“De todos los empeños que se han esforzado en cumplir los poderes públicos desde la emergencia misma de la Administración contemporánea, tal vez no haya ninguno tan reiteradamente ensayado ni con tanta contumacia frustrado como la reforma de la Sanidad”. Así comienza la Ley General de Sanidad, norma con la que se crea el Sistema Nacional de Salud, aprobada en 1986 bajo Gobierno del PSOE y que todavía sigue en vigor.
En el momento cumbre de comenzar la redacción de la norma, titulada con dos términos tan ambiciosos como general y sanidad, el legislador admite sin rodeos que los problemas de salud de la sociedad nunca fueron convenientemente resueltos, quién sabe si apuntando implícitamente a que esta vez tampoco sería la definitiva. Se remonta a 1822 para citar el Código Sanitario, un proyecto frustrado por “las disputas acerca de la exactitud científica de los medios técnicos de actuación en que pretendía apoyarse”. Y menciona la creación de la Dirección General de Sanidad, en torno a la mitad del siglo XIX, y la Instrucción General de Sanidad, a principios del siglo XX, como ejemplos de esa misión no enteramente cumplida o, desde luego, no a satisfacción de la sociedad.
Esa insatisfacción, que se mantiene durante la primera mitad del siglo XX, responde a que las sucesivas leyes solo atienden a las necesidades sanitarias del conjunto de la sociedad entendida como colectividad; los individuos, y sus penurias con su salud, “quedan al margen”. Persiste el dogma decimonónico de que cada persona debe ser autosuficiente para cuidar de su salud. Y las diferentes necesidades se van atendiendo de manera desigual, en función de las características de las enfermedades o de si las personas tenían un trabajo remunerado, por citar solo un par de ejemplos de esa diversidad asistencial.

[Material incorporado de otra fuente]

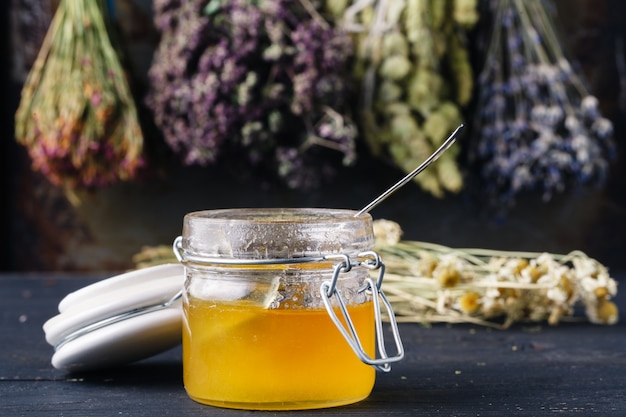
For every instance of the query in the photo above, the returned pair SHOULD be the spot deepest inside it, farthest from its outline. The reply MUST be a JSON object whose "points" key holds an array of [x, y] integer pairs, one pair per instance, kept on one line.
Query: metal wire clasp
{"points": [[328, 289]]}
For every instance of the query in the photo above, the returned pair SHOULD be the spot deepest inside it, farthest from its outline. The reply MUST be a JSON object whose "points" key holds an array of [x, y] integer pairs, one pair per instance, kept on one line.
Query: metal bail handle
{"points": [[328, 289]]}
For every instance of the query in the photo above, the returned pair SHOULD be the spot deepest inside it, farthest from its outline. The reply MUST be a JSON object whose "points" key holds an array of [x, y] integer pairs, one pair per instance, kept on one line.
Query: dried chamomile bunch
{"points": [[537, 126], [426, 282], [414, 69]]}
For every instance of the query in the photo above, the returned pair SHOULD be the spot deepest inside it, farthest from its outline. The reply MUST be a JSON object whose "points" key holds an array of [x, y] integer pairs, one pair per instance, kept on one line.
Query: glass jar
{"points": [[274, 311]]}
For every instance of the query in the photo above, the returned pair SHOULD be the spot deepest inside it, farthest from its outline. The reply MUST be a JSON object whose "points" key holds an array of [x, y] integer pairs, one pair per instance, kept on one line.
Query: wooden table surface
{"points": [[449, 370]]}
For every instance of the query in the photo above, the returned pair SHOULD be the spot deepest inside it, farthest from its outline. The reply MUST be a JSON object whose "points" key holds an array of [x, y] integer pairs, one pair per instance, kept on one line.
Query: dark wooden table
{"points": [[449, 370]]}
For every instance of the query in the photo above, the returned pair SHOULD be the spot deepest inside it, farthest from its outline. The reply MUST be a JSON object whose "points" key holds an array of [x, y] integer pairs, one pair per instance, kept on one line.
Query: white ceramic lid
{"points": [[118, 320]]}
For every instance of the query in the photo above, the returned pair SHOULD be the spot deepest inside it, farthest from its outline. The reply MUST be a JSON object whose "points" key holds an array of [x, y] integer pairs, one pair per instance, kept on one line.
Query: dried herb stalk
{"points": [[77, 116]]}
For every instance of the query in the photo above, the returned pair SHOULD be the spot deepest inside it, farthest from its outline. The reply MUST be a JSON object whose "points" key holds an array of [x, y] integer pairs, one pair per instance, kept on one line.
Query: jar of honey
{"points": [[280, 309]]}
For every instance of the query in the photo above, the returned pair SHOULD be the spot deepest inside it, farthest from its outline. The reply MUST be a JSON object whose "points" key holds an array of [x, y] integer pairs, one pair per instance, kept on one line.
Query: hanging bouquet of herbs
{"points": [[537, 125], [77, 116], [429, 283], [413, 64], [262, 85]]}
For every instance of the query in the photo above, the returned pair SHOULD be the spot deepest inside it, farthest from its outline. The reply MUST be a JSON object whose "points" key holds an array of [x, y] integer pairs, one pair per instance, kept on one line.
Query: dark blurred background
{"points": [[42, 229]]}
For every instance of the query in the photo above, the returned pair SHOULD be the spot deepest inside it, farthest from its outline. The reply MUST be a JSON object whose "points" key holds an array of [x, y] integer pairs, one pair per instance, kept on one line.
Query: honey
{"points": [[245, 356], [263, 326]]}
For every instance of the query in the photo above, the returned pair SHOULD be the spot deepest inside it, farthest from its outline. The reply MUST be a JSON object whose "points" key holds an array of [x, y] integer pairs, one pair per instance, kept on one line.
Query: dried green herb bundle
{"points": [[414, 67], [427, 283], [77, 116]]}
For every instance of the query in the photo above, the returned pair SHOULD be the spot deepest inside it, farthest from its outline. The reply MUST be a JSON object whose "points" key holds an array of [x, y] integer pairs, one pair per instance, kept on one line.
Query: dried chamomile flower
{"points": [[430, 282]]}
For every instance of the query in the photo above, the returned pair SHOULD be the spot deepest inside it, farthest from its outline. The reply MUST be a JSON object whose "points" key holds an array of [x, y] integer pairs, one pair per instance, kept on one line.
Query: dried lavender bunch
{"points": [[77, 116], [264, 83], [538, 127]]}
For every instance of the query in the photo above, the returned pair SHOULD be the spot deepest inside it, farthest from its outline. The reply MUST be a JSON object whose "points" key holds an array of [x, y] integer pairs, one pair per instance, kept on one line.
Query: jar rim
{"points": [[278, 215], [276, 233]]}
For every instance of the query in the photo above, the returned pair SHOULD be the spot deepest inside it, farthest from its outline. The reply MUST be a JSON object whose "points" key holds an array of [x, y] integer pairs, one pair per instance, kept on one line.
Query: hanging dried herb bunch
{"points": [[537, 126], [262, 85], [413, 65], [77, 116]]}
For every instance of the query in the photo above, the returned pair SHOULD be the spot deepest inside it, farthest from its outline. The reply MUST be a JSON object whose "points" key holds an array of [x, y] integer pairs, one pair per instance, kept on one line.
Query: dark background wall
{"points": [[43, 230]]}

En 1944 se aprueba otra norma que tampoco colma los deseos generalizados de reformar el sistema sanitario y de darle una coherencia e integridad de la que carecía. Solo dos años antes nace el Seguro obligatorio de Enfermedad, que irá creciendo paulatinamente, incorporando coberturas y prestaciones, y originando el sistema de Seguridad Social que llega hasta la Transición y los primeros años de la Democracia y que, en realidad, es el objeto de la enésima reforma que persigue la Ley General de Sanidad.
Es este sistema de Seguridad Social, configurado en torno a no pocas estructuras administrativas, el que trata de ganar otra apariencia con la Ley General de Sanidad. En esta tarea, y pese a todas las deficiencias enumeradas, el legislador acepta partir de un nivel razonablemente eficiente del sistema, que podrá mejorarse con la nueva norma. Transcurridos más de 30 años desde su aprobación, hoy es posible decir que ese propósito esencial ha quedado sobradamente cumplido.